São Paulo, 5 de março de 2024 – O fundo imobiliário Cartesia Recebíveis Imobiliários (CACR11) registrou nova desvalorização nesta terça-feira (5), encerrando o pregão a R$ 41,60, recuo de 11,51% em relação à véspera.
A queda amplia as perdas iniciadas na segunda-feira (4), quando as cotas despencaram 42,20% e fecharam a R$ 47,01. Na sexta-feira anterior (30), cada cota era negociada a R$ 81,33. Em 12 meses, a desvalorização chega a cerca de 56%, saindo de quase R$ 97 para o patamar atual.
O movimento negativo ocorre após o gestor do fundo anunciar a suspensão do pagamento de dividendos referentes a abril. A decisão foi tomada para reforçar o caixa diante de um cenário considerado mais desafiador para o crédito imobiliário.
O CACR11 concentra exposição em Certificados de Recebíveis Imobiliários (CRIs) atrelados a projetos de desenvolvimento ainda em fase inicial.
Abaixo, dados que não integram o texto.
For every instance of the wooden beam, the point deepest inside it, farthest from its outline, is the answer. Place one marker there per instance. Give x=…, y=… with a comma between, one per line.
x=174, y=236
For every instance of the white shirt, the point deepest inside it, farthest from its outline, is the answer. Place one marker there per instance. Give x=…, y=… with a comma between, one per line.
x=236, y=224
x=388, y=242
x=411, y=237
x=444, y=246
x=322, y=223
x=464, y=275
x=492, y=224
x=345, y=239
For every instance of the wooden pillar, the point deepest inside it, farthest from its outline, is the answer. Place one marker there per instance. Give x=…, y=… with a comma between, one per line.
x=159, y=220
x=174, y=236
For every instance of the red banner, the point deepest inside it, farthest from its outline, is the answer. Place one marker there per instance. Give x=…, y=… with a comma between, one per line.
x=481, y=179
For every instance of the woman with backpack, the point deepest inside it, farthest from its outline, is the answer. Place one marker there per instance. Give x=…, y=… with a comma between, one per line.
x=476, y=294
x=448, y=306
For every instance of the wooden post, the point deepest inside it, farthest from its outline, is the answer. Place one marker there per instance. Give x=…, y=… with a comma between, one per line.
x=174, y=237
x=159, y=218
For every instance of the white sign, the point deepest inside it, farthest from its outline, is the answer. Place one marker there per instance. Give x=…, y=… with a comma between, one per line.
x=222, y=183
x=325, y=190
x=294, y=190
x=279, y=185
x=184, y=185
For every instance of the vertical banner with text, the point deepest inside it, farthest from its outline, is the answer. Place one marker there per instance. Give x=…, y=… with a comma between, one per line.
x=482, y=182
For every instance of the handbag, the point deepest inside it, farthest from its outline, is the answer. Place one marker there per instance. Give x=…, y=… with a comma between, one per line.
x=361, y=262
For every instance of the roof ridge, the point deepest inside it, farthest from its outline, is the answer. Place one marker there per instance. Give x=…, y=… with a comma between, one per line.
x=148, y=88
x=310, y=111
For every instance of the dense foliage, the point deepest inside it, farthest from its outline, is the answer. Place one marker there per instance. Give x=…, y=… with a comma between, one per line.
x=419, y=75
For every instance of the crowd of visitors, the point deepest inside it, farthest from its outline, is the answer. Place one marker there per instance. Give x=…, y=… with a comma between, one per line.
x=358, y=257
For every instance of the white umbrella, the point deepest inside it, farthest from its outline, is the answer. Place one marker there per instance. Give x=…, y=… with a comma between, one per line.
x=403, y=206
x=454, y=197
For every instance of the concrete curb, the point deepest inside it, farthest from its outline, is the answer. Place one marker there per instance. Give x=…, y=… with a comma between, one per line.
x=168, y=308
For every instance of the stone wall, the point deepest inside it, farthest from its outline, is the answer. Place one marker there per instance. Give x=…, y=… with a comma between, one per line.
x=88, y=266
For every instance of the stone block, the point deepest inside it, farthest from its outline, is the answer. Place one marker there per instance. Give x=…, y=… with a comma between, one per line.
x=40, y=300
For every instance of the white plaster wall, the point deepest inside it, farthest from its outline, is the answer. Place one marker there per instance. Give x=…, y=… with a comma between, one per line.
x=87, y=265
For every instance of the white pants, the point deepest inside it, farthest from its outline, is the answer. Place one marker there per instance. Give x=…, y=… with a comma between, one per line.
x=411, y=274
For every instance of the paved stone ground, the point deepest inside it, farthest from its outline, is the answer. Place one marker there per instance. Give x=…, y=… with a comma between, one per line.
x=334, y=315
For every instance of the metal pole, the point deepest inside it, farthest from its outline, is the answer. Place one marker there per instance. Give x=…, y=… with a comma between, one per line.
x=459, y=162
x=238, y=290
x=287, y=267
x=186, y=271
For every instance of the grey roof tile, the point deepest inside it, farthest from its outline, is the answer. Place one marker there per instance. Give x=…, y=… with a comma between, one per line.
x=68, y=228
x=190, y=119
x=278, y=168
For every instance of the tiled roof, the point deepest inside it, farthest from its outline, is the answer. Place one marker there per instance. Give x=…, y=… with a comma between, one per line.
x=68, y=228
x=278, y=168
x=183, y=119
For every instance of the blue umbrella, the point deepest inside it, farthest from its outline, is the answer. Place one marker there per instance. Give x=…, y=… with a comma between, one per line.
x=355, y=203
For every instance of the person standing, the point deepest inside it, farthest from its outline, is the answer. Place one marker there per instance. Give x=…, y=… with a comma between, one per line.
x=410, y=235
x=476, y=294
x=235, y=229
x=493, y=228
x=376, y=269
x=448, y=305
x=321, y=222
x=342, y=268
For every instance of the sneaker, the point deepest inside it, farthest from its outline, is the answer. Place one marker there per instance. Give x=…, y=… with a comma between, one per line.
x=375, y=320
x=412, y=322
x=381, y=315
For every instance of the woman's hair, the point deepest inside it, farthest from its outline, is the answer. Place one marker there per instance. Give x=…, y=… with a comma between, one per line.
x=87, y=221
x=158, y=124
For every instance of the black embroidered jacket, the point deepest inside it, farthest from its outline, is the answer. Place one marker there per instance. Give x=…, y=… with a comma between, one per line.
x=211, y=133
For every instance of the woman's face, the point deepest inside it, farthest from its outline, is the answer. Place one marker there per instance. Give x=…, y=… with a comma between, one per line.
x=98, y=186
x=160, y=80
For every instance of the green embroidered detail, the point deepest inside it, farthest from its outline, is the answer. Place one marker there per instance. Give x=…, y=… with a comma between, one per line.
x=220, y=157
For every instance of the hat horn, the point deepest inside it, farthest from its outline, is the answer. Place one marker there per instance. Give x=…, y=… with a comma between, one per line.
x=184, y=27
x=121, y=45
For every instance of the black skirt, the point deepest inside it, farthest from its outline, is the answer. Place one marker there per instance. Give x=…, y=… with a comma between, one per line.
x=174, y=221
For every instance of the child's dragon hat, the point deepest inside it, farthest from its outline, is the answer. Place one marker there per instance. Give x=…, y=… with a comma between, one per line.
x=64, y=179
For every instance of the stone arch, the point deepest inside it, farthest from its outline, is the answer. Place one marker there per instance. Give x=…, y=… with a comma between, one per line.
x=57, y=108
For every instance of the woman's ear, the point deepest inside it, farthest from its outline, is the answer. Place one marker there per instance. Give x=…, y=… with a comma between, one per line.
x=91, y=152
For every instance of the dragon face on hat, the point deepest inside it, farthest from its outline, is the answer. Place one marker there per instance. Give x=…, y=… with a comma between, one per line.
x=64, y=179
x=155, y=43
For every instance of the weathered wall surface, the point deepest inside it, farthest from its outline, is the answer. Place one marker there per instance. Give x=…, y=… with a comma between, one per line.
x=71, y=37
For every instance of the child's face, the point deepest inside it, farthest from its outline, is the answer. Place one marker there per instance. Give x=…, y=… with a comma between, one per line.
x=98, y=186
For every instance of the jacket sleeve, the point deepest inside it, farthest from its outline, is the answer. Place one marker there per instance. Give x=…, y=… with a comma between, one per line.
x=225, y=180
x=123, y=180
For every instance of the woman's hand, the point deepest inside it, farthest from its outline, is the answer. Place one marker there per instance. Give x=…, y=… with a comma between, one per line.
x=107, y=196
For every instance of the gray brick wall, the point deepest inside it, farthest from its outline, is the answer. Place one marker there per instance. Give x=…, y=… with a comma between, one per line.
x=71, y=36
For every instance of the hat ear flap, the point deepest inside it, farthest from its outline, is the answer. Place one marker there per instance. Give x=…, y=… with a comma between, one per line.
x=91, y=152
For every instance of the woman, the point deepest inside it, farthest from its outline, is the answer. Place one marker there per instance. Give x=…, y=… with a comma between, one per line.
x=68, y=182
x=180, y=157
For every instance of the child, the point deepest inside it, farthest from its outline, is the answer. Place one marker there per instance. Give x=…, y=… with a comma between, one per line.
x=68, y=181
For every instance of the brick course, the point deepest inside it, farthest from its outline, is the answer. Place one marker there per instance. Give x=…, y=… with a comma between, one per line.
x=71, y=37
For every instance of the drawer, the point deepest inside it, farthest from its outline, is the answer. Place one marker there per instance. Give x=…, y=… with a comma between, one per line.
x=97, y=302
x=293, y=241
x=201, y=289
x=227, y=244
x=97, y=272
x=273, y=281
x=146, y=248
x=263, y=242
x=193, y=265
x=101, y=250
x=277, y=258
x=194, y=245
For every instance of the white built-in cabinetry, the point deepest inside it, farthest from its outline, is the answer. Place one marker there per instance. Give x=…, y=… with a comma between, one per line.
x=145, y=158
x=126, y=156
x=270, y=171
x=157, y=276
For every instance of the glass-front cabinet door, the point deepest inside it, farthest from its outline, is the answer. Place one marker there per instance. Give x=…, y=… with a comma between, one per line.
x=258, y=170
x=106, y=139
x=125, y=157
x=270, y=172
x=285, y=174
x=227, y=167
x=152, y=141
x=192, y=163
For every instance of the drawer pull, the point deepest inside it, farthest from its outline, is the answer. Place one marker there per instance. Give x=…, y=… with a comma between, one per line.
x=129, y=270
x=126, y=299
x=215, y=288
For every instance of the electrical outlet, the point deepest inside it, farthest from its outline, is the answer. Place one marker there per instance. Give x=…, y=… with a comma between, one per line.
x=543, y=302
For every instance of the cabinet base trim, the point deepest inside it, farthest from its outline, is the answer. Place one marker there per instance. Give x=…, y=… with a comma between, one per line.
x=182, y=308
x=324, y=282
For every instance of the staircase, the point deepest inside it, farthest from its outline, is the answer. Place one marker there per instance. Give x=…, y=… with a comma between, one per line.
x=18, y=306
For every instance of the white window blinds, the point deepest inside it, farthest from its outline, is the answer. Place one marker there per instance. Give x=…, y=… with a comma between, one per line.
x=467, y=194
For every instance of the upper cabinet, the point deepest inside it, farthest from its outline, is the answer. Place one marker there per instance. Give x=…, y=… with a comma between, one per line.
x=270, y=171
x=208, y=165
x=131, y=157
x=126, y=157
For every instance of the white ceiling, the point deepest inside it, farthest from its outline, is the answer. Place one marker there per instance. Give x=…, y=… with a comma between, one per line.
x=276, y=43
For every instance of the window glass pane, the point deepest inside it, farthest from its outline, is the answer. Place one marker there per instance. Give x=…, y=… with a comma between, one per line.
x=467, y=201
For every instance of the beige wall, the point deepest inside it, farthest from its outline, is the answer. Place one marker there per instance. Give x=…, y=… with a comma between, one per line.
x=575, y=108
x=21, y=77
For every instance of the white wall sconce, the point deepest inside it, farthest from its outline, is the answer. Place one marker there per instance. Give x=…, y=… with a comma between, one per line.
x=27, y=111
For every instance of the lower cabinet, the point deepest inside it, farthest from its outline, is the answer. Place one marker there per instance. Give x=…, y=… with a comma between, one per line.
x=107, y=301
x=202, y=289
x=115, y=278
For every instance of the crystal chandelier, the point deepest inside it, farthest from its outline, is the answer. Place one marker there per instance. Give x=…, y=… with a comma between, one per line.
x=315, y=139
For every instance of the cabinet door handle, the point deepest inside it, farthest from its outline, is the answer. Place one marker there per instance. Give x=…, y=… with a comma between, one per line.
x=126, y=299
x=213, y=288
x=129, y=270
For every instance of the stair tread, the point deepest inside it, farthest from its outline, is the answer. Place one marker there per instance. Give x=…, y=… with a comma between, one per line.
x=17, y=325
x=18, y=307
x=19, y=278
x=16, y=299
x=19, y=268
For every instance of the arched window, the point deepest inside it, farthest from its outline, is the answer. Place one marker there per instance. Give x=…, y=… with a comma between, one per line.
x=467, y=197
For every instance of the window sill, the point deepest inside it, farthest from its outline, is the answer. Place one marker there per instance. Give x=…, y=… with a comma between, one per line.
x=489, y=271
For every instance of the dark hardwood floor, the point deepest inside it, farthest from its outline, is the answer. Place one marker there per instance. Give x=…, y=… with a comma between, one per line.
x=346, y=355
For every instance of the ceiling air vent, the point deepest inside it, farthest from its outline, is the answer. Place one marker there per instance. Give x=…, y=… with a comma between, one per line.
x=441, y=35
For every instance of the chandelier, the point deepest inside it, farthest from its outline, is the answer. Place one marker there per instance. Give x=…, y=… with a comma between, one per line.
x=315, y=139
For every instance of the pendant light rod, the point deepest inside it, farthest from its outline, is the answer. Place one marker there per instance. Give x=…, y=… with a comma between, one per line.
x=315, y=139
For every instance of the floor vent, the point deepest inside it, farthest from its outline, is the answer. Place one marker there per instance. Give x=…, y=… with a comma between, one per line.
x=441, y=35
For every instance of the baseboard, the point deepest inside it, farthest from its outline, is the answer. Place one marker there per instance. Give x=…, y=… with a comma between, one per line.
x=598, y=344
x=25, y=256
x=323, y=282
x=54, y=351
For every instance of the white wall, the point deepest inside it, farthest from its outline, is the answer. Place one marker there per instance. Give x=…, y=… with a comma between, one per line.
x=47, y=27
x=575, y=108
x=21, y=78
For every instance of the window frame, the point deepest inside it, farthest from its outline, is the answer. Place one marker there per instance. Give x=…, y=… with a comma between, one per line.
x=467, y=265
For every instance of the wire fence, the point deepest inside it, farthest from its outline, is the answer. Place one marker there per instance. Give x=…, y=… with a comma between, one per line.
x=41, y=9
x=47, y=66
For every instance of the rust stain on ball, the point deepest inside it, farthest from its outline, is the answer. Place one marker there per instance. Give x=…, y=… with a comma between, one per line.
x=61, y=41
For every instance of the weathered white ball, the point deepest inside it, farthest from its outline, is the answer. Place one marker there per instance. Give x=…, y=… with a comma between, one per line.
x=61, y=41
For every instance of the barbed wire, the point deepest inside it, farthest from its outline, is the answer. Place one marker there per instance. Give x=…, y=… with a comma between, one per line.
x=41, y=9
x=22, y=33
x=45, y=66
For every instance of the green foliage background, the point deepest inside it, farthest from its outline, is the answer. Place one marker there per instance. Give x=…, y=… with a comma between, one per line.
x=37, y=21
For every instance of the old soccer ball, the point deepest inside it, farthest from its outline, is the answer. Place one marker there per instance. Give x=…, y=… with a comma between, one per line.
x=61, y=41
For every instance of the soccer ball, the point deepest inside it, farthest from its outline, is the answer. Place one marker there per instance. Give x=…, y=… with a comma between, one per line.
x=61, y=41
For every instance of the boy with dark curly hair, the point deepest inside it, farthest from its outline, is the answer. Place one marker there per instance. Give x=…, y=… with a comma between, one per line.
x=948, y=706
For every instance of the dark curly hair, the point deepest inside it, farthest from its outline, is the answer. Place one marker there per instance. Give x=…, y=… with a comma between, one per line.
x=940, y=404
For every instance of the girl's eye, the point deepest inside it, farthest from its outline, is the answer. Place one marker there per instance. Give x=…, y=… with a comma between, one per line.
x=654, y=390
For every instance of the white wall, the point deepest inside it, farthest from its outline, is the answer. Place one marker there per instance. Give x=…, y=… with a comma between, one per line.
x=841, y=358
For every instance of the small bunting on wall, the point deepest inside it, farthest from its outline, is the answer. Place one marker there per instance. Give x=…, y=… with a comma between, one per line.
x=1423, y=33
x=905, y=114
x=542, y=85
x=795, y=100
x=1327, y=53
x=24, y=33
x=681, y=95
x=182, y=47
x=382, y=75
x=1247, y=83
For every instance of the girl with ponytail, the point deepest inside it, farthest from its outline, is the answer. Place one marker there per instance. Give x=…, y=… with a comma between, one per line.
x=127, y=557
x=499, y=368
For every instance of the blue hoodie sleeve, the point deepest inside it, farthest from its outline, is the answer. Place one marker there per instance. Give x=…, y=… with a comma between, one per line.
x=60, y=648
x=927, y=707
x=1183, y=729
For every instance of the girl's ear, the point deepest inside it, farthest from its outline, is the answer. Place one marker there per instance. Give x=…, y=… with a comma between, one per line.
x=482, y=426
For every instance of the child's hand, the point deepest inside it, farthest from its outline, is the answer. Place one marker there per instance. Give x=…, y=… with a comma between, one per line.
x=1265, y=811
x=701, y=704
Esse tipo de ativo tende a apresentar maior risco em períodos de juros elevados e desaceleração econômica.
Para Alexandre Pletes, head de renda variável da Faz Capital, fatores como taxas de juros altas, aumento dos custos de construção e dificuldade de financiamento podem atrasar obras e comprometer o fluxo de pagamentos dos CRIs. “Se a obra atrasa ou a venda não ocorre no ritmo previsto, o pagamento ao fundo também pode ser afetado”, observa.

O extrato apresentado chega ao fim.